Joe heads for the mountains, where he is eventually tracked by Montana, who now has the opportunity, for which he has been waiting. Just as he traps Joe at gunpoint, however, shots ring out, forcing Montana to scramble for his own life. In his panic, Montana tumbles down a hill, and Joe manages to escape, discovering on his route the man who has saved his life–one of Devine’s own men, Horsethief Shorty, who brings him the news of another miracle: Old Amarante is going to recover. Joe hurries home to harvest his beans, and the whole town turns out to help in celebration. As the harvesting gets under way, police sirens drown out the noise of the workers. Montana arrives and has Joe arrested and handcuffed, charging him with attempted murder and unlawful flight. Before he can leave the field with his prisoner, however, Montana finds himself surrounded by Joe’s friends and supporters, who, with guns drawn, refuse to allow him to take Joe away.

The resulting standoff ends when Montana receives a call over the squad-car radio from the governor, who, fearing political repercussions, orders Montana to drop all charges against Joe. Their ordeal finally over, the townspeople gather in jubilation for a harvest dance, where Ruby succeeds in getting everyone, even Milagro’ s sheriff, to sign a petition opposing the development.

Nichols’ self-deprecating humor shines as he treats his reader like a best friend taking a walk with him down memory lane, recalling the highs and lows that have shaped his life. With refreshing honesty, the author admits his faults and notes the arrogance that has driven him to write. “Says “Milagro Beanfield War” author John Nichols: “It never feels just like Taos to me. It feels like some laboratory where the whole universe is on display.” (Guthrie, 2000)

That sets the stage for a very politically oriented memoir, which one would already expect if they’ve read any of Nichols’ more popular New Mexico series on land grant and water right battles. Nichols refers to himself as a liberation ecologist, but does not focus exclusively on environmental issues. He explains that he was inspired by his father and grandfather to examine the human environment in every sense. Nichols has passionate feelings about the natural world, but also is driven by the need to understand and tell the story of the human condition.

He outlines his belief that we live in perilous times. Nichols recognizes that we live in an era of financial prosperity and are relatively free from the bloodshed that marked the era of world wars, but he still is unhappy with the environmental and social self-destruction of humanity we see today. Nichols offers, by far, the most levelheaded approach to environmental and social analysis. He does not fall into any left- or right-wing traps and isn’t blinded by ideology. He simply retraces his life and shares with the reader the life-changing moments that defines who he is as a writer.
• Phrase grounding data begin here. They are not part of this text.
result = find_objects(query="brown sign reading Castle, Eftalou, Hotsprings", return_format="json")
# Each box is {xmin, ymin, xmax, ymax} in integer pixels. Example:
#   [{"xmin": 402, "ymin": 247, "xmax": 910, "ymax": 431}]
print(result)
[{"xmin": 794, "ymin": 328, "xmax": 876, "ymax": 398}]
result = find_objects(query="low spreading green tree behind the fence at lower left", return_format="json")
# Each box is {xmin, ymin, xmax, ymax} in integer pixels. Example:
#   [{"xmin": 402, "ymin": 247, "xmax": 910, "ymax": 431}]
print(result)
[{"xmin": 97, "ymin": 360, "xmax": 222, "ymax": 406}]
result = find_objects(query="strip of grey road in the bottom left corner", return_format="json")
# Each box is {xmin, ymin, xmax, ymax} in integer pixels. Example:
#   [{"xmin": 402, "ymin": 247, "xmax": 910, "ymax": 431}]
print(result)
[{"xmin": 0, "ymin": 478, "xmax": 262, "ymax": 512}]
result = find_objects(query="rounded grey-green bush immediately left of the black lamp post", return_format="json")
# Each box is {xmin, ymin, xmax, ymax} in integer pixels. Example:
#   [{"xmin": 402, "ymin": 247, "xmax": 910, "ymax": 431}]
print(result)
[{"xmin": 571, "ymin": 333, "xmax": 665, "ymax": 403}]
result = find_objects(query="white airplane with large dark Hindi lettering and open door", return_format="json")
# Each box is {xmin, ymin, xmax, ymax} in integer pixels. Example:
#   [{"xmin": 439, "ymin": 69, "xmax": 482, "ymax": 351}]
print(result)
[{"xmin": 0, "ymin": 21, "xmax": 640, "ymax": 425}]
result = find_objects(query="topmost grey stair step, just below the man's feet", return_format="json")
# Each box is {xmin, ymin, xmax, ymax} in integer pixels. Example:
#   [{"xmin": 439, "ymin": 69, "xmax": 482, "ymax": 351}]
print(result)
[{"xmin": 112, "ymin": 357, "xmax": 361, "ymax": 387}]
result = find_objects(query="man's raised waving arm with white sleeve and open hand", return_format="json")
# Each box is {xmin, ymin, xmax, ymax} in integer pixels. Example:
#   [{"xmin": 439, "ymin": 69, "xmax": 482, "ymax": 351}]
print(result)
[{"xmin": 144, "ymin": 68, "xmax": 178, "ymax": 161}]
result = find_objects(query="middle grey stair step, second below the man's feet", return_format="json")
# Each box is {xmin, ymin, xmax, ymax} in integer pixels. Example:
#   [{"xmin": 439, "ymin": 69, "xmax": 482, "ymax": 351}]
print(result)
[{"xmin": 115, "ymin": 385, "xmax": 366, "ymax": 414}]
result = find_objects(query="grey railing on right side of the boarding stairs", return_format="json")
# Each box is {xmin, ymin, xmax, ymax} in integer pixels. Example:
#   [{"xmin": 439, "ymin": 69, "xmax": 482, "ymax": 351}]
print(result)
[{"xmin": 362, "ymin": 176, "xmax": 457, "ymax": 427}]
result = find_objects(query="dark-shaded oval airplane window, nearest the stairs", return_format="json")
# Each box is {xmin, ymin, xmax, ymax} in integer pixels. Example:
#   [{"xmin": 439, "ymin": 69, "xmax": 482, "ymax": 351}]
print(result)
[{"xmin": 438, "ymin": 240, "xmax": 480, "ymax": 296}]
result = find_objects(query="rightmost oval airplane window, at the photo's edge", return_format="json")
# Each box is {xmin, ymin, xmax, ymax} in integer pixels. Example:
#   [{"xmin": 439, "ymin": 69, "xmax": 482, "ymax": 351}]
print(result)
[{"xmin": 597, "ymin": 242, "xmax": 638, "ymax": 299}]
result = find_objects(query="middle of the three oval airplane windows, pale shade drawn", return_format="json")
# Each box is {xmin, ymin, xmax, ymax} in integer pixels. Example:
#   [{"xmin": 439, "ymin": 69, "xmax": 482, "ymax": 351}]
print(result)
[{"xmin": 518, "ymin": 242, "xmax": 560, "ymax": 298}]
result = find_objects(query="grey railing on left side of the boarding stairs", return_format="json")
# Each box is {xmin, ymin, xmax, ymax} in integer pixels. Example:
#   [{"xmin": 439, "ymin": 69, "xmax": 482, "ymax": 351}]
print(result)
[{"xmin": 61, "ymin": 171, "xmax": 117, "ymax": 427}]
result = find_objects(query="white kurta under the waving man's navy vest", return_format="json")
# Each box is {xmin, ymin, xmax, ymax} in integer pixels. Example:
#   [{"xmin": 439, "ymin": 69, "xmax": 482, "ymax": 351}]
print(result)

Nichols already had a social conscience early in life, but he was so focused on writing the great American novel that he never really examined his instincts to recognize and correct inequality beyond the written word. He explains that he was fresh out of college; self- absorbed and only cared about his writing.

A trip to Guatemala to visit a friend from college in 1964 changed his life and was a social-political awakening. Nichols was taken aback by the disparity the likes of which he had never seen before. He was horrified and in awe of people who survived in a destitute environment ravaged by poverty. Worse yet, he realized that the long arm of the U.S. government had helped institute the disparity and squalor that humble Guatemalans suffered under. In an age where the myth exists that only minority writers can justly cover minority issues, Nichols has turned that idea on its head by proving that he can write some of the greatest novels to date on such topics.